Macanudo was originally the name of a frontmark[1] produced in Guatemala by the makers of the Cuban brand of Punch. In 1971, General Cigar, which had acquired rights to the name outside of Cuba, introduced a completely distinct Macanudo as a brand unto itself. It was developed in Jamaica under the leadership of Ramón Cifuentes, a veteran of Cuban cigar maker Partagas. Production shifted from Cuba after the revolution there in 1959, first to Jamaica, then to the Dominican Republic in October 2000.

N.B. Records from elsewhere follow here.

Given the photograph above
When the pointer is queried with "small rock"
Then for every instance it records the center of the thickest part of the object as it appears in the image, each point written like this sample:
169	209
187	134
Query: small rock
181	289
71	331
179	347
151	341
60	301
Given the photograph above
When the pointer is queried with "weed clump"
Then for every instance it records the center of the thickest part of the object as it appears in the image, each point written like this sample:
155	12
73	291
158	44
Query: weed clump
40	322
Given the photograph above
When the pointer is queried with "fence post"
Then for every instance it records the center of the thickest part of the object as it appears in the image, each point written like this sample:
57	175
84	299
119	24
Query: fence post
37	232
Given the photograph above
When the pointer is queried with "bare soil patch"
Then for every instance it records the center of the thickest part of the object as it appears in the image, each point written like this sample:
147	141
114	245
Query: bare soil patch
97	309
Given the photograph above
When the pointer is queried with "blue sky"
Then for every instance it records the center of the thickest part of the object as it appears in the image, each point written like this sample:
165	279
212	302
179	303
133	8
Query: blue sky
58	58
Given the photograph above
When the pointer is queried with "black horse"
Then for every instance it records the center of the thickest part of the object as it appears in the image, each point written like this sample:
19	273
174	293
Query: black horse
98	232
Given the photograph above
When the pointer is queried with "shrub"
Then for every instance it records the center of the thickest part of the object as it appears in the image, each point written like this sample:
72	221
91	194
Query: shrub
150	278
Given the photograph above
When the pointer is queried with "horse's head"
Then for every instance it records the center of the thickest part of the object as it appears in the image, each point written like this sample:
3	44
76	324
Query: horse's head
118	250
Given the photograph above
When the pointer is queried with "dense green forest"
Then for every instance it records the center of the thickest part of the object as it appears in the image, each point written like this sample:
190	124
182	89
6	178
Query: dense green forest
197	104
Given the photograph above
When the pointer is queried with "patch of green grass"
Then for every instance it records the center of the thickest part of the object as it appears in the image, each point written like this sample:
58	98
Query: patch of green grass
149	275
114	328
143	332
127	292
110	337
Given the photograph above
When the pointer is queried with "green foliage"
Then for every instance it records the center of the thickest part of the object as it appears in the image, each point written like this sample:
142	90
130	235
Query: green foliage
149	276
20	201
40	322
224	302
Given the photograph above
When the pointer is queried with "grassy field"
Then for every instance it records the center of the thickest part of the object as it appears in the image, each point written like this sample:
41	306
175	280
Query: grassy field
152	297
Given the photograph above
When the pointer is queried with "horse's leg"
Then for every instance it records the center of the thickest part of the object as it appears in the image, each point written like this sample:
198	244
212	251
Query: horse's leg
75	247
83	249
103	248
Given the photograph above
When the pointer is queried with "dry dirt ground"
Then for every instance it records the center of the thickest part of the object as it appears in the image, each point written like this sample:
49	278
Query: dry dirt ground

Later in the 1960s, Culbro[''[[Wikipedia:Please clarify|clarification needed]]] and General Cigar acquired Gradiaz Annis, maker of Gold Label cigars and the Temple Hall factory that owned the Macanudo brand name, ushering in a turn towards hand-rolled premium cigars. Macanudo, a small label made in limited quantities for the market in the United Kingdom, was seen as the principal vehicle for growth in the premium cigar category. A careful effort was made to reblend the product for the large American marketplace (then and now subject to a ban on Cuban tobacco, the industry's gold standard) using select binder and filler from the Dominican Republic, Jamaica, and Mexico and Connecticut shade-grown wrapper. Mass advertising was conducted in support of the brand, which by the early 1990s had grown into the best-selling premium cigar label in the United States.[2]